Perempuan itu berlalu sambil terus membawa kantung belanja yang hampir menutupi seluruh wajahnya.

Tanpa berpikir panjang lagi aku langsung turun ke tepian sungai. Semoga anak kecil itu tidak melakukan hal bodoh seperti masuk ke sungai. Jika dia melakukannya, dia bisa tenggelam. Dia bisa mati dan tak bisa membuktikan bahwa dia tidak bisa merasakan sakit.

Aku terus menelusuri tepian sungai. Aku lihat sosok anak itu terbaring tepat di antara air dan tanah di pinggir sungai. Aku langsung berlari mendekatinya.

"Hey.. apa kau baik-baik saja?", tanyaku.

Anak itu kelihatan menangis, matanya sembab memerah.

"Ini buruk! Sakit sekali. Rasanya seperti setengah mati! Tidak! Aku bisa mati! Lihat!) Aku tidak bisa menggerakkan seluruh badanku. Aku sudah mati. Aku pasti sudah mati!"

Suara anak itu lirih. Badannya lemas, tidak bergerak sama sekali.

"Luka seperti ini tidak akan membuatmu mati. Lihat, wajahmu masih merah dan darahnya sudah tidak mengalir sederas tadi. Sebentar lagi darahnya akan berhenti mengalir. Aku akan membawamu ke tempat yang bisa mengobatimu."

Aku berkata jujur. Luka seperti itu tidak akan membunuhnya. Belati itu tidak memotong urat nadinya.

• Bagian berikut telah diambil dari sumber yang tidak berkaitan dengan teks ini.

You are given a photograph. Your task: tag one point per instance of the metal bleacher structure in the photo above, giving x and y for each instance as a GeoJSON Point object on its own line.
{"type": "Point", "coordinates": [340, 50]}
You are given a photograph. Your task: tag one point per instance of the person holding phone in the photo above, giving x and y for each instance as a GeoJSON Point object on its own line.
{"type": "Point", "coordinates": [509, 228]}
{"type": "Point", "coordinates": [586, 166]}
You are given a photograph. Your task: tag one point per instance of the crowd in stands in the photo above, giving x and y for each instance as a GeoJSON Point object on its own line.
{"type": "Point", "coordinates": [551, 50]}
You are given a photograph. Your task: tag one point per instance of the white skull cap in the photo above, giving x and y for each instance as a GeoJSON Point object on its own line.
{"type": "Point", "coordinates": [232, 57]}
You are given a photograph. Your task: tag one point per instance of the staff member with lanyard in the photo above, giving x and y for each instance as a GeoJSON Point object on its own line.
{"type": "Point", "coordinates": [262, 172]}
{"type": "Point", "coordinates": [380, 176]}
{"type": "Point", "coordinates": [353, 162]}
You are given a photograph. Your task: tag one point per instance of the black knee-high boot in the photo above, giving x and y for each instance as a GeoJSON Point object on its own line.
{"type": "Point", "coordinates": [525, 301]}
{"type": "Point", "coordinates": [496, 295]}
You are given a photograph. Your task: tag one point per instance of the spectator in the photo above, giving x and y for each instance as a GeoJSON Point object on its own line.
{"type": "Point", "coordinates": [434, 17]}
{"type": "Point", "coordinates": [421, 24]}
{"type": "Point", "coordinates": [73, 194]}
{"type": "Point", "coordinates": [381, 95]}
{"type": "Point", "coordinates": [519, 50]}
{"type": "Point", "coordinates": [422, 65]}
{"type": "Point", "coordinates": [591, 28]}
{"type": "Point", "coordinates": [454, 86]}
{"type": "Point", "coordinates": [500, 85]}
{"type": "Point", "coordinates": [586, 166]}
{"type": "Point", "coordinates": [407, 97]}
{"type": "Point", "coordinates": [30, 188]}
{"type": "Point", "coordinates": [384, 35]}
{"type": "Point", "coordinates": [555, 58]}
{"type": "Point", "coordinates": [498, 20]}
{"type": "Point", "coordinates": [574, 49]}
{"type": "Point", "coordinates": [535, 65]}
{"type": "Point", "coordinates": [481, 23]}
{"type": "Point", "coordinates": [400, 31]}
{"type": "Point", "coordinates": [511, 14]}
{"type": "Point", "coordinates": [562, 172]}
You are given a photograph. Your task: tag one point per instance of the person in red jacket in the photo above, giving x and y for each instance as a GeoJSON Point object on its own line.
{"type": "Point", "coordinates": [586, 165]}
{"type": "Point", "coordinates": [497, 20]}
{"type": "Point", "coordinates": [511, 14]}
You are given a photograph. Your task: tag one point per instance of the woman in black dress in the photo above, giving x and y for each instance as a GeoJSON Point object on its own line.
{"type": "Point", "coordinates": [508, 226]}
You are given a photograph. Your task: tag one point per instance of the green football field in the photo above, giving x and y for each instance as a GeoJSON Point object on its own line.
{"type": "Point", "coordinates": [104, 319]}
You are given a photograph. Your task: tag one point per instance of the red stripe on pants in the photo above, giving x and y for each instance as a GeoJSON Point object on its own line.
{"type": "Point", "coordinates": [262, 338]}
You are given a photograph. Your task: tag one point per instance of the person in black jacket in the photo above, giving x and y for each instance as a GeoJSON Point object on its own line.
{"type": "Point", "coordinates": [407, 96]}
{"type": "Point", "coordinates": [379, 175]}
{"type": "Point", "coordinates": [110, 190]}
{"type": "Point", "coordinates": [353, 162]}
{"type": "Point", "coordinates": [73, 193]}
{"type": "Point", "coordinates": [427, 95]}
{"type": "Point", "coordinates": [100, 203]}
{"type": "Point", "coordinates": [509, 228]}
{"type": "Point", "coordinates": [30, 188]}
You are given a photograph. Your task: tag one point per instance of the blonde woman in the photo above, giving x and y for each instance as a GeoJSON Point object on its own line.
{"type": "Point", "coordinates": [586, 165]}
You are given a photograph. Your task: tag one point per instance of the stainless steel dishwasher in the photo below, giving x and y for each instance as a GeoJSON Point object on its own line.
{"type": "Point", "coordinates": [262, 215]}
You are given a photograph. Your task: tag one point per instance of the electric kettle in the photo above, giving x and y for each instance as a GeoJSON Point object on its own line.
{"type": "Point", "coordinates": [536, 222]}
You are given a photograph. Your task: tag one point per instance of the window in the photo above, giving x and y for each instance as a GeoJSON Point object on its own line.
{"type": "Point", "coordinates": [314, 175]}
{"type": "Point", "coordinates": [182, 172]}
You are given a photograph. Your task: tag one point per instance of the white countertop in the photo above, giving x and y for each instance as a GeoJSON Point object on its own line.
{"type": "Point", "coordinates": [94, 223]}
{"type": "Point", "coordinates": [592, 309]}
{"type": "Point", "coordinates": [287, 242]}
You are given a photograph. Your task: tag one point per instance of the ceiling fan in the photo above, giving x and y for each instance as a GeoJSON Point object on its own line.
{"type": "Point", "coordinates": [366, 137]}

Tapi anak itu semakin pucat. Badannya tak lagi bergerak. Tatapan matanya kosong. Hey! Ini tidak mungkin! Kau tak akan kehabisan darah hanya dengan luka kecil ini bocah!

Kemudian aku berusaha mengangkat tubuhnya. Tangannya terkulai. Iris matanya melebar. Isak tangisnya berhenti seketika.

Dingin.

Tubuhnya tidak panas. Setelah ia berlari sejauh itu. Tubuhnya tidak hangat.

Aku menahan nafasku. Aku tercekat. Itu adalah tubuh yang telah ditinggalkan oleh jiwanya.